Life must go on. Hidup harus terus berjalan, apa pun kondisi yang sedang kita alami dan rasakan. Betapa pun sulitnya keadaan kita saat ini, betapa pun beratnya beban hidup yang tengah kita tanggung, sepahit apa pun peristiwa yang kita alami, selalu ada harapan masa depan yang lebih baik. Asa itu selalu ada. Tidak ada ruang putus asa bagi hamba-hamba Tuhan yang beriman, yang yakin dan percaya akan kemahakuasaan-Nya. “Dan jangan kamu berputus asa dari rahmat Allah. Sesungguhnya tiada berputus asa dari rahmat Allah, melainkan kaum yang kafir”. (Q.S. Yusuf : 87)

Tidak ada alasan untuk menyerah pada keadaan, ketika kita tahu bahwa Tuhan tidak akan menguji hamba-Nya di luar batas kemampuannya. “Allah tidak membebani seseorang melainkan sesuai dengan kesanggupannya.” (Q.S. Al-Baqarah : 286)

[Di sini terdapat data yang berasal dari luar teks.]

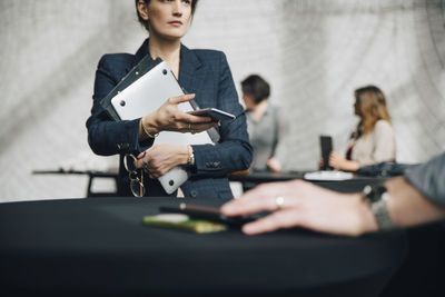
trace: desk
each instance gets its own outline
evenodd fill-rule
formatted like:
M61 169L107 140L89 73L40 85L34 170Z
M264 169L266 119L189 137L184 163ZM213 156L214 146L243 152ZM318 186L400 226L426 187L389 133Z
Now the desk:
M346 238L290 229L249 237L237 229L195 235L142 226L142 216L181 201L0 204L2 293L377 296L406 254L403 231Z
M88 176L88 187L87 197L113 197L116 192L93 192L91 191L92 180L95 178L112 178L116 182L116 188L118 187L118 174L107 172L107 171L96 171L96 170L33 170L32 175L77 175L77 176Z
M244 190L254 188L263 182L287 181L293 179L303 179L308 171L290 171L290 172L251 172L248 175L229 176L230 181L240 181ZM385 180L385 178L360 177L355 176L353 179L343 181L337 180L309 180L310 182L324 188L328 188L342 192L362 191L366 185L376 184Z

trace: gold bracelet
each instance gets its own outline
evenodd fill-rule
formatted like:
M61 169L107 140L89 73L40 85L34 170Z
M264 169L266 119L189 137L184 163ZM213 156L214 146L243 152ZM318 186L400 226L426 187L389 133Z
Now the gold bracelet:
M148 136L149 138L156 138L159 133L150 135L149 132L147 132L146 127L144 126L142 121L144 121L144 118L140 120L140 126L142 128L144 135Z

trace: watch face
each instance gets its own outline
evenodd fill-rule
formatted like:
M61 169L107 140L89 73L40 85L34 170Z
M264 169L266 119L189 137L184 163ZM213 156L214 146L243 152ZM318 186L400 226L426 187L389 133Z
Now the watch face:
M386 191L386 187L382 184L368 185L363 189L363 196L370 202L376 202L382 199L382 195Z

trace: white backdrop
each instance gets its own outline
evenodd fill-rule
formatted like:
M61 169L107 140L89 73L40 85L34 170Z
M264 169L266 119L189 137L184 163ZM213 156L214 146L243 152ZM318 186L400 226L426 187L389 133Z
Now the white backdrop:
M285 169L316 168L319 133L345 149L368 83L388 97L397 160L419 162L445 149L444 22L442 0L201 0L184 43L225 51L237 87L271 83ZM95 70L145 37L132 0L0 2L0 201L85 196L86 177L32 170L117 166L87 143Z

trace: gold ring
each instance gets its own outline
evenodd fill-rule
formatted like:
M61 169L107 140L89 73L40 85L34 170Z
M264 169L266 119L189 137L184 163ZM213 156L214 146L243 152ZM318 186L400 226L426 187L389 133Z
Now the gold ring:
M283 196L277 196L277 198L275 198L275 204L277 205L277 209L281 209L285 204L285 198L283 198Z

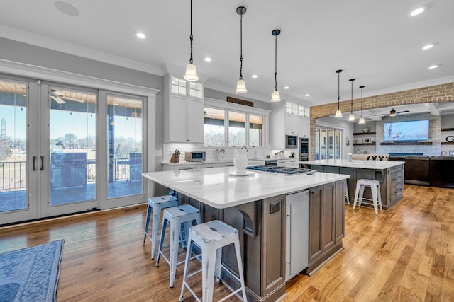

Move on! Bangkitlah! Susun kembali puing-puing harapan yang berserakan di atas lantai keputusasaan. Urai kembali benang kusut cita-cita yang tergeletak tak berdaya di atas tumpukan tanah kekecewaan.

Tugas kita adalah membenahi kondisi agar menjadi lebih baik, bukan meratapi nasib serta kenyataan pahit yang menimpa kita. Yang lalu biarlah berlalu. Kita buka lembaran baru kehidupan yang dipenuhi dengan semangat, optimisme, serta pendaran cahaya harapan. Yakinlah, masa depan cerah ada di depan mata.

* Ruang Inspirasi , Senin, 27 September 2021.